La suerte estuvo con él y, reviviendo la fiesta que surgió a partir de las revueltas de Stonewall, el desfile que transitó por la Gran Manzana tuvo la relevancia que evidentemente la capital del mundo quiere revestir. Allá las cosas son distintas. Allá hay una geografía bien reconocida del hueveo, una colección comercial de distritos que satisfacen el bienestar coliza y una articulación política que convierte el desfile en algo mucho más amplio que el puro paseo de abanicos.

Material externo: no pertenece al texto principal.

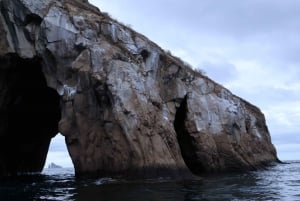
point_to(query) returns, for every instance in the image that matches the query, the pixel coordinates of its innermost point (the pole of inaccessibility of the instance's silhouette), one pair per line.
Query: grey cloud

No importa que al final el desfile sea otra forma de regulación de lo diferente o que el barrio donde revive Sodoma sea como una cárcel simbólica dentro de la ciudad. Al final el Norte con su densidad moral ha permitido que surjan estilos de vista que aquí apenas comenzamos a imitar.

Entonces las fotos de Ignacio tienen suficiente material para reproducir el mejor filete que se paseaba por la Quinta Avenida. Venidos del Castro, el Meatpacking, le Marais, la rue de Sante-Catherine y también algunos colados tercermundistas que felices nos pasearíamos con las camaradas gringas. Para no conocer el desfile solo por fotos, para pensar que cabemos también. Porque mediáticamente los códigos son sencillos: Apolo debe ir bailando sobre carros de burbujas que convierten la gallardía masculina en una esfera frágil, colorida e inalcanzable. ¿Cómo imitar entonces esa belleza importada, esa juventud perenne que parece que aquí en el Sur carboniza el Sol? Representaciones de un magro ballet que rinde culto al oro, al cuerpo casi desnudo que en su musculatura dice que quedaron atrás los tiempos donde éramos una tribu errante, recolectora y que no tenía tiempo para sacarse los pelos.

Ahora es posible cubrirse de dorado para mostrar la riqueza del mundo, la posibilidad del ocio y la compra símbolica de humanidad cuando el desfile se convierte en un rito fuera de toda funcionalidad. Pero precisamente esa presencia debe levantarse sobre códigos que la permitan: en una cultura occidental que se ha hipersexualizado, el cuerpo respecto del cual se construye el estilo de vida coliza, se somete a los dictámenes de la juventud que si permanece es falsa, al dominio del cuerpo que reniega de su orientación vivípara. Siguiendo a Foucault, la constitución de una comunidad de efebos no sería en absoluto una resistencia real contra una racionalidad que etiqueta, discrimina, segmenta y finalmente limita el real campo de acción que puede tener una discidencia.

Y es que la apariencia del golden boy deja bien poco espacio a la resistencia. Lo evidente es esa corporalidad de "estoy siempre preparado, me puedo tirar a cualquiera y qué". Algo como que insinua que se puede ser un cola más realizado con el bronceado estrella californiano. Y a los que no tenemos eso se nos acusará de resentidos por feos o pobretones. Pero hay que admitir que toda portada siempre previene sobre el libro, en este caso, uno que narra con dibujos un sexo exquisito. Mas no de la organización de una comunidad tan diversa como hombres habemos y con tanto potencial para establecer nuevos códigos sociales. Porque si seguimos la estadística, solo algunos afortunados serán modelos de catálogo. A nosotros nos queda la tarea de mostrar que hay otras apariencias y apetitos más allá. A nosotros que debemos sobreponer nuestra carne a la materialidad agresiva de la ciudad.

Yo no soy de fierro, es verdad, y cuando veo pasar esas carrozas de hombres perfectos me derrito en un instante delante de ese bronceado que de veras brilla. Pero al igual como pasa con el Sol, sin ozono mediante, tanta exposición, tanto consumo de su luminosidad traicionera terminará por generar un cancer que lentamente carcome desde el interior matando cualquier posibilidad de vida eterna.